Jargon demanded by REF ‘risks isolating universities from rest of society’

Rowan Williams profile

Source: Alamy

Plain speaking: Rowan Williams calls for a stop to the use of language that ‘dehumanises academics’

The language of government higher education policy and the research excellence framework divorces academics from “the language of actual human beings” and risks isolating universities from the rest of society, according to former Archbishop of Canterbury Rowan Williams.

Dr Williams, who is now master of Magdalene College, Cambridge, spoke out against trends such as the description of academic research as “outputs” in the Council for the Defence of British Universities annual lecture on 19 January. He argued that the use of language demanded by the REF – which uses the term “outputs” – was “corrupting” for academics.

The annual general meeting of the CDBU, held alongside the lecture at the British Academy in London, heard that the organisation made a £3,391 loss in 2013-14.

But leaders of the organisation, which was founded in 2012 to combat the marketisation of higher education and now has 660 members, said there would be no loss this year.

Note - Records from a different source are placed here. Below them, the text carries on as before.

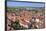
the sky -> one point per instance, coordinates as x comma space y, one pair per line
14, 4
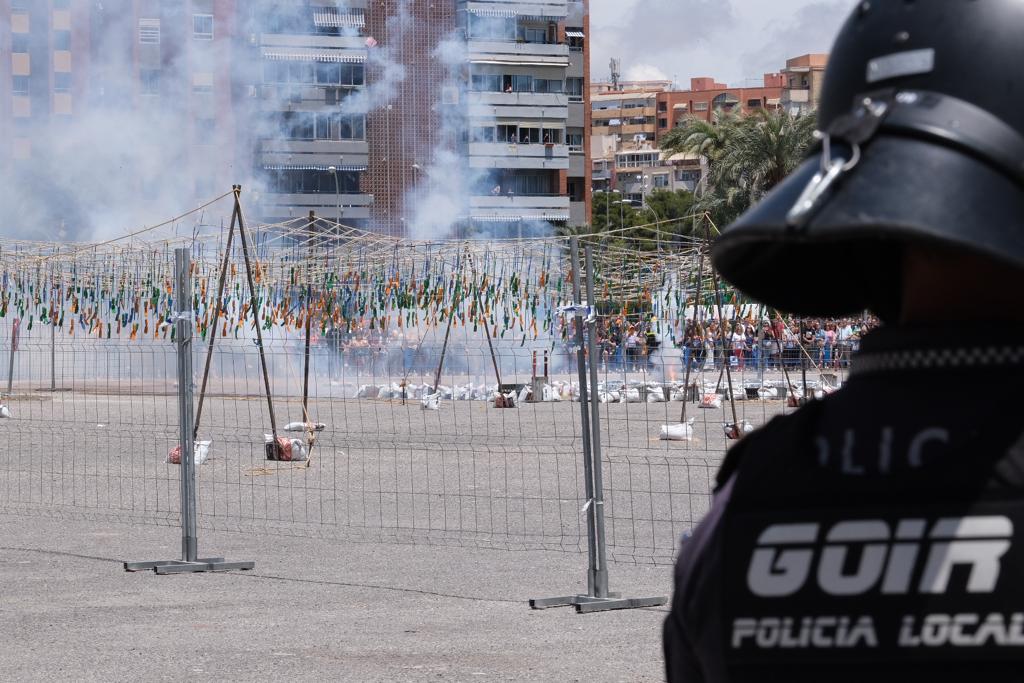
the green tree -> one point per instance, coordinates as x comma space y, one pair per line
747, 156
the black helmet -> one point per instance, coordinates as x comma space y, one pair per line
922, 122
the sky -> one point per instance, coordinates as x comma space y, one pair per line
733, 41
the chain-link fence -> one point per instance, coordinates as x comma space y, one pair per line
385, 361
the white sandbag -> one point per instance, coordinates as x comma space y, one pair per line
678, 432
303, 426
732, 432
299, 451
201, 452
655, 394
711, 401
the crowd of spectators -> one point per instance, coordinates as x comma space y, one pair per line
632, 346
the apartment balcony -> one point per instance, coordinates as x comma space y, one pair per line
327, 205
578, 213
506, 208
516, 53
518, 104
512, 156
578, 164
798, 95
550, 8
355, 45
314, 153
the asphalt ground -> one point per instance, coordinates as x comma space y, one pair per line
311, 609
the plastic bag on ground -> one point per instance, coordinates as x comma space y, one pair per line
678, 432
655, 394
201, 451
631, 395
711, 400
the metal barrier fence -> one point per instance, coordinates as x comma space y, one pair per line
93, 417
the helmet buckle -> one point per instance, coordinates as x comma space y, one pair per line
822, 181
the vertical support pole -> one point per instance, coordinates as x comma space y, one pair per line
309, 310
585, 393
15, 329
218, 310
254, 299
697, 328
597, 509
725, 350
182, 295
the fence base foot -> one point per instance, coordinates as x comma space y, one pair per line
587, 603
179, 566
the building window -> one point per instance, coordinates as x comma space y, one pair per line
573, 88
486, 83
61, 40
202, 82
61, 82
148, 81
574, 38
547, 85
148, 32
203, 27
313, 181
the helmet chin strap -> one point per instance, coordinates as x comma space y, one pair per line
821, 183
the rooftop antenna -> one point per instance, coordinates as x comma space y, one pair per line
616, 73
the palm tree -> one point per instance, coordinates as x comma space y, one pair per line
747, 156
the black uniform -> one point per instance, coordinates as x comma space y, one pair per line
875, 536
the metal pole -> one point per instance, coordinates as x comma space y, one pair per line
305, 368
53, 351
216, 316
725, 352
10, 366
254, 303
593, 579
182, 284
696, 329
597, 509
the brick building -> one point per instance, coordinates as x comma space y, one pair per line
706, 96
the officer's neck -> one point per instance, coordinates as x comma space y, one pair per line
943, 287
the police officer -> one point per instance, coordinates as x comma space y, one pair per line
879, 535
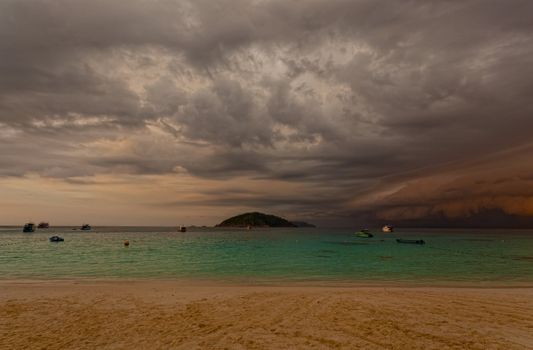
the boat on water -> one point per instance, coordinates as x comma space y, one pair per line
29, 227
411, 241
387, 228
364, 233
43, 225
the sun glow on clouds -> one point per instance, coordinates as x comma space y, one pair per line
342, 109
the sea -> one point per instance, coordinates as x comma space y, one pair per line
469, 257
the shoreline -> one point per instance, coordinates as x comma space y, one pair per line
179, 314
237, 282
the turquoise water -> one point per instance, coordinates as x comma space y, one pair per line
271, 255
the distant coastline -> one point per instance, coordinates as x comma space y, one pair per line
257, 219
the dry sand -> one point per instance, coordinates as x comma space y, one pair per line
181, 315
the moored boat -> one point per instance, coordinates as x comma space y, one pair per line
29, 227
388, 228
364, 233
43, 225
411, 241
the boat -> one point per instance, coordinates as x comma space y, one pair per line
387, 228
411, 241
29, 227
364, 233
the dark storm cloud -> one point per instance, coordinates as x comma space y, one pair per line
358, 95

Gordon Campbell, chair of the CDBU’s executive committee and professor of Renaissance studies at the University of Leicester, told Times Higher Education: “Our priorities for the forthcoming year are stimulating debate within the sector about the REF, and encouraging political parties to be explicit about their policies with respect to tuition fees.”

In a lecture titled “Have we homogenised knowledge?”, Dr Williams argued the case for the “diversity of intellectual enterprise” in universities. He criticised “government consultation documents on higher education” for their “barbarity and incoherence”.

Such documents made a “tidy segmentation of the desired output of academic activity”, dividing it into “improvement of the economic performance of our society” and “what are endearingly referred to as quality-of-life benefits”, he continued.

Dr Williams asserted that the rise of a “new barbarity” puts “academic work…on the wrong side of the divide between self-serving jargon and the language of actual human beings”.

This use of language was “de-humanising the academic” and “isolating” academics from civil society, he said, “putting them on the side of those who speak in that particular kind of language: control, closure and somewhat crudely crafted measurement”.

He added that if universities “are not to be exclusive, specialist factories, turning out highly processed information for quality-of-life benefits…they need space”.

Answering questions from the audience, Dr Williams also said: “When we think about what the ‘strategy’ of our institution is, we know perfectly well the pressures that will be upon us to produce in a certain way.

“I know, too, that people cope with REF exercises by…composing submissions from the appropriate language. I think the word ‘corrupting’ was used earlier. That’s one of the ways in which it happens.”

CBDU’s loss came as membership income fell to £15,332 in 2013-14 from £21,746 the previous year, while spending rose to £18,740 from £6,938.

The increased expenditure was mainly on “consultancy and website fees”, which rose to £14,445 from £5,566. The bulk of this spending is understood to have gone to support research on the sector.